The American “National Bureau of Economic Research,” which poses as a non-partisan advocacy group, in collaboration with the  “Committee to Unleash Prosperity,” a poorly veiled pro-economic conservatism lobbying group, has released a new report whose “findings” seem predetermined by their poor methodological choices.

Their “working paper” attempts to quantify the quality of outcomes for states’ responses to the COVID pandemic, and its suggested purpose is to measure the effects of lockdowns on both health and economic outcomes.

However, the addition of education (measured by days missed) as a weighted part of their state rankings was a deceptive tautological trick, which did not measure the effect of lockdowns, but essentially predetermined that states with lockdowns (and thus school absences) would receive the lower scores regardless of their other measures.

They were also not shy about the endogeneity between their shifting measures for “lockdowns,” at times quantified by economic performance instead of a real measure like days of enforced stay at home orders, and at other times by school absences.

With no actual measure for lockdowns, this meant that rather than measuring the effect of “lockdowns” on those variables, the only relationships they measured were between outcomes: school closures, aggregate economic performance, and health outcomes, three variables with no direct connection with one another.

As such, this analysis reveals startlingly little, other than that states who maintained the most open policies and disregarded COVID control measures not only suffered poor health outcomes, their economic performance was also frequently poor, likely due to the massive social turmoil, supply chain, and labor crises it precipitated.


Their manipulated methodology shows itself most clearly in Florida, which had middling rankings for both health and economic outcomes with abysmal GDP performance showing massive losses, yet scored 5th in the country simply because there were virtually no school closures.

In fact, the only real findings when one looks at the compiled rankings are that those states that were least affected in terms of both economic and health outcomes seem to share one thing in common, low population density, which clearly affected the severity of the spread more than any of the abysmal efforts made by the state.

One need not conduct poorly designed comparisons of states to examine the relationship between COVID policies and economic outcomes. One need simply look at GDP growth rates between countries with enforceable border rules.

The evidence from that is abundantly clear. The vast majority of countries faced large GDP declines in 2020 when the pandemic hit, other than a handful of the least developed states, and those who maintained strict border controls: including most obviously Taiwan, Vietnam, isolated island states like Nauru and Tuvalu, and even China.

The takeaways have been obvious, and humankind has been aware of this for nearly a thousand years, that closing borders and strictly enforcing quarantines stops the spread of contagions.

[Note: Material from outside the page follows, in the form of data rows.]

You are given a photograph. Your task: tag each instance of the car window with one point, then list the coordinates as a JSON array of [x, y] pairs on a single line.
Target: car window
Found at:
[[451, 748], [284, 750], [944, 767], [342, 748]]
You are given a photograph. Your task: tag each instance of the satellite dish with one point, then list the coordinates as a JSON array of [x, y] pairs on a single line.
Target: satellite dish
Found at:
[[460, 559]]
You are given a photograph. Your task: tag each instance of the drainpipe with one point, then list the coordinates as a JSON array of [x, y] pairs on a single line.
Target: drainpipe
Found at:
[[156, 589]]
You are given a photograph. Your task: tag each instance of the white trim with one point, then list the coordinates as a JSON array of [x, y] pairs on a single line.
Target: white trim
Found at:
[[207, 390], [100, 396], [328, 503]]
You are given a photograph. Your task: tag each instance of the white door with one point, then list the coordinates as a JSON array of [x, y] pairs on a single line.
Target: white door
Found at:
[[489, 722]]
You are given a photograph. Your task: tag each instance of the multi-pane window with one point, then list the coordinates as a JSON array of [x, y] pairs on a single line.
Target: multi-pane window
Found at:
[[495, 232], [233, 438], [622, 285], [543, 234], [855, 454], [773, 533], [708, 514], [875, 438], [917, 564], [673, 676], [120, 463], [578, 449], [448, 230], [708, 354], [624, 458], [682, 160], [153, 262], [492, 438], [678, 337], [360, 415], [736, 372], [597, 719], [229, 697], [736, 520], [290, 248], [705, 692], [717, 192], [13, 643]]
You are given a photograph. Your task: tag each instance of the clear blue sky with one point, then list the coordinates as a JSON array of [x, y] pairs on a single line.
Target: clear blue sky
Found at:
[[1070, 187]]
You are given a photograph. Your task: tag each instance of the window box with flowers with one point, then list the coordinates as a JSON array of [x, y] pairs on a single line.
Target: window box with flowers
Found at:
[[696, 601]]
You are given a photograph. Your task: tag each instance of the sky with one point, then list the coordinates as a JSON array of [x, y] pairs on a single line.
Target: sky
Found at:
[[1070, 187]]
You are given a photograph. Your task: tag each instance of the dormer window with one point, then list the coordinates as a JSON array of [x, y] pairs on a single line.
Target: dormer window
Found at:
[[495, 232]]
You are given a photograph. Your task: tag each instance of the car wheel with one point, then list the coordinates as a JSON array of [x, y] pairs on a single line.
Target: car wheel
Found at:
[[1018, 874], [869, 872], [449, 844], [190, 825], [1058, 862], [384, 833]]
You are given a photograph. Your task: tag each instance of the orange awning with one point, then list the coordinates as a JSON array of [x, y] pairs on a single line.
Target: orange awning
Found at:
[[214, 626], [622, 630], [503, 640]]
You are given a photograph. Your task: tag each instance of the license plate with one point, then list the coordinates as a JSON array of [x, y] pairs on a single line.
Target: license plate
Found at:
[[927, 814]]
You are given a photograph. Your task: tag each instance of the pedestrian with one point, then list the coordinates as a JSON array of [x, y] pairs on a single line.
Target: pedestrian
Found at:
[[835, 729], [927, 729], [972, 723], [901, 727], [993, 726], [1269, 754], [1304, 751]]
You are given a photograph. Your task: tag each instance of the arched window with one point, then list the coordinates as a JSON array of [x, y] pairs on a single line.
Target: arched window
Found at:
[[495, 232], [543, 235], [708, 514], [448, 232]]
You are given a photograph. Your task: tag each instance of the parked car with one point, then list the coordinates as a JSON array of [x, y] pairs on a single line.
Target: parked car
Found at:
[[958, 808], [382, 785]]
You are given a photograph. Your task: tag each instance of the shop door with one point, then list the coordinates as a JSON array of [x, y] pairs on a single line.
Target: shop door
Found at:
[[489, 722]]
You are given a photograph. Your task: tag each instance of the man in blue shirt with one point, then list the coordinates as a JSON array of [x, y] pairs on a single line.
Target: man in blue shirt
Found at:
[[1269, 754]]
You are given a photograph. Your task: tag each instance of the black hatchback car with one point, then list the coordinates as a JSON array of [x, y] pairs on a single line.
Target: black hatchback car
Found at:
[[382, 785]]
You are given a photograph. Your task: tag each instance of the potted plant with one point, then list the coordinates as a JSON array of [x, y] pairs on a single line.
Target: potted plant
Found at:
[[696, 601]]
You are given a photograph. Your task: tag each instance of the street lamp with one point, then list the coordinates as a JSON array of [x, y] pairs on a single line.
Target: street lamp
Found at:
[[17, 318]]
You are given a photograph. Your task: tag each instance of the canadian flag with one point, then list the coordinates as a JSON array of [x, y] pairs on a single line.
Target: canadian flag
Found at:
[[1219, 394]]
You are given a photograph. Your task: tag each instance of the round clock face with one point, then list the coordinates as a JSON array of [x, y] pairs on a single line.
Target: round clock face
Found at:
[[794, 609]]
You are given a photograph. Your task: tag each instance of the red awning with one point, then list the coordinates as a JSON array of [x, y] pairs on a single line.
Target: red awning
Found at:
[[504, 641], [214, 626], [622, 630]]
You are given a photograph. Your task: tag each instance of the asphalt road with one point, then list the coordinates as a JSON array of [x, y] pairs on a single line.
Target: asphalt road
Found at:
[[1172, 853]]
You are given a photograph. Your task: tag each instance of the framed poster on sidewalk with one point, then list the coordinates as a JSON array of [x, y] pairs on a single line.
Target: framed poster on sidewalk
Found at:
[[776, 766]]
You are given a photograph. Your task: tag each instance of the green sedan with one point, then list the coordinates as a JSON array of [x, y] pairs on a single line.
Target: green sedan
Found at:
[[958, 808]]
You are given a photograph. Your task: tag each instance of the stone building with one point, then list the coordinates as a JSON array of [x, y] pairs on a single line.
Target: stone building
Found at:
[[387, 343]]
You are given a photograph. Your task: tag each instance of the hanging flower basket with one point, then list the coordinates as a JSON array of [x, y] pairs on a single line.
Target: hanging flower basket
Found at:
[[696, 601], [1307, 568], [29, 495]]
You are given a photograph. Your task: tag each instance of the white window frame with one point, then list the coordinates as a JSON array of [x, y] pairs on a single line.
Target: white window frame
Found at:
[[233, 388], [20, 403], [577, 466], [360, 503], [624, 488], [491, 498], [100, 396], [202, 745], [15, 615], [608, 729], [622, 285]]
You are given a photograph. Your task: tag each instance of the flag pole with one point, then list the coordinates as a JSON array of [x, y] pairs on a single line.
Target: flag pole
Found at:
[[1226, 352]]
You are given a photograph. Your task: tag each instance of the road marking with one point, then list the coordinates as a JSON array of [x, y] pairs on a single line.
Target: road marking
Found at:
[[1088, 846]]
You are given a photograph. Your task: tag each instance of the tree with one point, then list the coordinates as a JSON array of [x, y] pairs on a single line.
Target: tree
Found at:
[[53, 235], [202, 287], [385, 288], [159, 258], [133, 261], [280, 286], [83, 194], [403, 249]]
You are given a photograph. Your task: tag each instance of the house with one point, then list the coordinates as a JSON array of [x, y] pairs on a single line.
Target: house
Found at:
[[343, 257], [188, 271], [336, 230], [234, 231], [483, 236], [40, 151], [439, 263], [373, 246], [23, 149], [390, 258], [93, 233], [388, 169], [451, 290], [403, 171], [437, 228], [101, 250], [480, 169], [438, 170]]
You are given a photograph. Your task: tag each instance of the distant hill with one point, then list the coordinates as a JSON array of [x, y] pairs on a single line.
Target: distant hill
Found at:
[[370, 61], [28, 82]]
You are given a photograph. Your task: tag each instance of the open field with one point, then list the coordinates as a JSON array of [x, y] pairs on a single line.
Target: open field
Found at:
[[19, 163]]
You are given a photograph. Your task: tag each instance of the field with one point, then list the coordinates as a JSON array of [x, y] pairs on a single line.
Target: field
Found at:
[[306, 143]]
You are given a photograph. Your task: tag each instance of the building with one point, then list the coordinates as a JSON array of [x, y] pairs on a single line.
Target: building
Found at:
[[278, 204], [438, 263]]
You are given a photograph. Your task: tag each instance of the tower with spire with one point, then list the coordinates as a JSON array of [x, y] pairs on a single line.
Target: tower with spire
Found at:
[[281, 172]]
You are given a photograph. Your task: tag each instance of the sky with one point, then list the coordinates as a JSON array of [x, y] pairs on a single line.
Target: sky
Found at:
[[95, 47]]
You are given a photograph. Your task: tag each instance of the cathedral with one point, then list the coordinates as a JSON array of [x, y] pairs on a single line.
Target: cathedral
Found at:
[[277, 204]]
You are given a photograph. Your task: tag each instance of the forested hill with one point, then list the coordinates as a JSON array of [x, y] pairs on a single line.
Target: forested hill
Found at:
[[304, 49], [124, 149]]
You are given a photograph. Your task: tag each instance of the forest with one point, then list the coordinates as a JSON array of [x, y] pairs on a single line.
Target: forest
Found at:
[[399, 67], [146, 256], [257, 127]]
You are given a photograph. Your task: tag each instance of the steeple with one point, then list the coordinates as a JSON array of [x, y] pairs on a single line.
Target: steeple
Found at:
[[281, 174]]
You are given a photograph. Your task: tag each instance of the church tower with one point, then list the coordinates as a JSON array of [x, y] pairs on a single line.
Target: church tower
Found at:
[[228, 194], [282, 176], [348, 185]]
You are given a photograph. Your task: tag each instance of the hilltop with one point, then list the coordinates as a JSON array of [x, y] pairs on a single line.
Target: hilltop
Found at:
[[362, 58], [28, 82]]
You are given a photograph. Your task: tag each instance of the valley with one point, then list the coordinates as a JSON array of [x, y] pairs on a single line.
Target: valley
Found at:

When breaches occur, lockdowns and careful tracing can eliminate domestic spread, as Taiwan indicated clearly in 2021.

As long as countries think long term, remaining aware of the large possibility that Omicron will not be the last strain, and put the value of human life ahead of short term economic interests, the policy prescriptions are clear for those governments interested in the public good rather than enriching their national elites, at the expense of the old and weak.